Like most technology, AI is primarily protected by patents, copyrights, and trade secrets. “Patents provide the strongest protection” for AI, said Ahn. He explained that because AI is primarily technically driven, “AI inventions are mostly patentable, although some inventions on abstract AI concepts may be problematic in view of recent court decisions.” However, an issue arises when AI systems create works such as writing or music. Are these works protectable? “The answer to this question at this time is ‘no,’” Ahn explained. IP laws are aimed at natural persons. So accordingly, “at this time, it’s highly unlikely that an AI would be recognized as an inventor, author or creator.”
Data and privacy
Reed suggested that perhaps we need to reframe the debate over AI and privacy issues. “We have to accept that AI will bring both good and bad. And we can’t get permission for everything,” he said. Instead of rejecting AI outright, policy makers should seek alternative solutions. For example, “some suggest that [AI] that take information should be in a special category, like common carriers, and held to a higher standard,” Reed said. Another issue is that AI data sets can contain personal information, which may lead to privacy concerns. “We get this question a lot. Privacy issues in ROSS are not unique. Data has been collected over decades,” Ovbiagele asserted. He explained, “Machine learning was created to address massive amounts of data. We are not collecting more data because of machine learning. We are using machine learning because we have massive data.” Using this argument, he concluded that AI will not create new potential privacy violations beyond those that are already present in the existence of mass data. Crootof, however, challenged this view by pointing out that the use of more powerful tools (i.e. machine learning) may amplify the potential damage of these privacy violations. “I’m comforted by the idea that my data is a needle in a very large haystack,” she observed. “But if you have a powerful magnet, my data isn’t nearly as safe.”
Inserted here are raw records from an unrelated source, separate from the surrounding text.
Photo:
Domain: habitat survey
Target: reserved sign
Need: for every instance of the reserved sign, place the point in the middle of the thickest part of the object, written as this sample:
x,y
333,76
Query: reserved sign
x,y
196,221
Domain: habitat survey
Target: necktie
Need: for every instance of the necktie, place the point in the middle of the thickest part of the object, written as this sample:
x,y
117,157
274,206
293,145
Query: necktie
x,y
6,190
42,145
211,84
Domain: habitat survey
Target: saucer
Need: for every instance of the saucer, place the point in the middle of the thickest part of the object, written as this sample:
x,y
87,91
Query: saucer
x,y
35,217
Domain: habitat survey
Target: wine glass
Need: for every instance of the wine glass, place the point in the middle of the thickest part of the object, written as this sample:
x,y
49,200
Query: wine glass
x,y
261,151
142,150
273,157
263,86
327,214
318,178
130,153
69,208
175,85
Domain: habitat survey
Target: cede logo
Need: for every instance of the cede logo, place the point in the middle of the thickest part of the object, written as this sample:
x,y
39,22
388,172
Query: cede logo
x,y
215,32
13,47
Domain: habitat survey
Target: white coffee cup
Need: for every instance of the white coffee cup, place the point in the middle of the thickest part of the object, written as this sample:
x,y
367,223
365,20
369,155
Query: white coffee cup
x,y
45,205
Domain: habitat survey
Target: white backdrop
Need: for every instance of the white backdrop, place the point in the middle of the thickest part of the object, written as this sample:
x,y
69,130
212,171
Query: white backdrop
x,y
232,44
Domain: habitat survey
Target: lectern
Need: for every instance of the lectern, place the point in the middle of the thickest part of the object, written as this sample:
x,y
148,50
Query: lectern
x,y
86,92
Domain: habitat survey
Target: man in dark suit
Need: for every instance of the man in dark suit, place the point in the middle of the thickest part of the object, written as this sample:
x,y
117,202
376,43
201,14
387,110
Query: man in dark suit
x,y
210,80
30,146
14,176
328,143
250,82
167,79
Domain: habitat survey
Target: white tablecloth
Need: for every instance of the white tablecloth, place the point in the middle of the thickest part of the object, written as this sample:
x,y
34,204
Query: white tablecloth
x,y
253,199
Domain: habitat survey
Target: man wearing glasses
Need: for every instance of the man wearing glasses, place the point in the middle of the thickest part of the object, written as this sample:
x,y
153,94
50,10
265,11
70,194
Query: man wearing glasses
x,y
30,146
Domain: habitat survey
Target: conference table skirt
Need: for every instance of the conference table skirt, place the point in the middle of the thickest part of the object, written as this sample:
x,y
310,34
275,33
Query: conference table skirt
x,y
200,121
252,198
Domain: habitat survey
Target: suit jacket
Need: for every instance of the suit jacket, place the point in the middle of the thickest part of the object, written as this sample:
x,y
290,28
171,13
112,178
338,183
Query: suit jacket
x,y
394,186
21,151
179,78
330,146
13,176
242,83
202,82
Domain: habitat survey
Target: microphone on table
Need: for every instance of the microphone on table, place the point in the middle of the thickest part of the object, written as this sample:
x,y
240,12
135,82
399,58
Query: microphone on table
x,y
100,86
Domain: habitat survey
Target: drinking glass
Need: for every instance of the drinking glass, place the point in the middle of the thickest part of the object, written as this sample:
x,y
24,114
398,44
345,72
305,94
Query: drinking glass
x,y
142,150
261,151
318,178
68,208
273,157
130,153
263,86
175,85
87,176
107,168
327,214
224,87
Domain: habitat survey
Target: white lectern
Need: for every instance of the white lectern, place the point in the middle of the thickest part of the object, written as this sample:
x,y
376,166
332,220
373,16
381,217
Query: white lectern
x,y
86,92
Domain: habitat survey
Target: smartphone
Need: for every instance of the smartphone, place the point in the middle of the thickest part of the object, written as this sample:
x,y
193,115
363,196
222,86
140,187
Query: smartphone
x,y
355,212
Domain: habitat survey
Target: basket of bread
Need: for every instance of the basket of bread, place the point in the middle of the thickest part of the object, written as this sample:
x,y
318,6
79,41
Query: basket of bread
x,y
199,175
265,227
While the panelists raised critical issues, there is an opposing concern that we are overreacting, over-regulating, and unwittingly chilling innovation. Ultimately, anyone can use the same powerful tools for good or evil. No amount of regulation can fully prevent misuse or abuse of a particular tool. For example, a knife can be used to cook a family dinner, but in the wrong hands, to kill another person. Understanding the tool’s intent and training the user matter. We cannot simply blame technology for human mistakes and misuse. In this crucial development period, we must balance our urge to regulate with the need to innovate, and recognize that there is no substitute for humanity.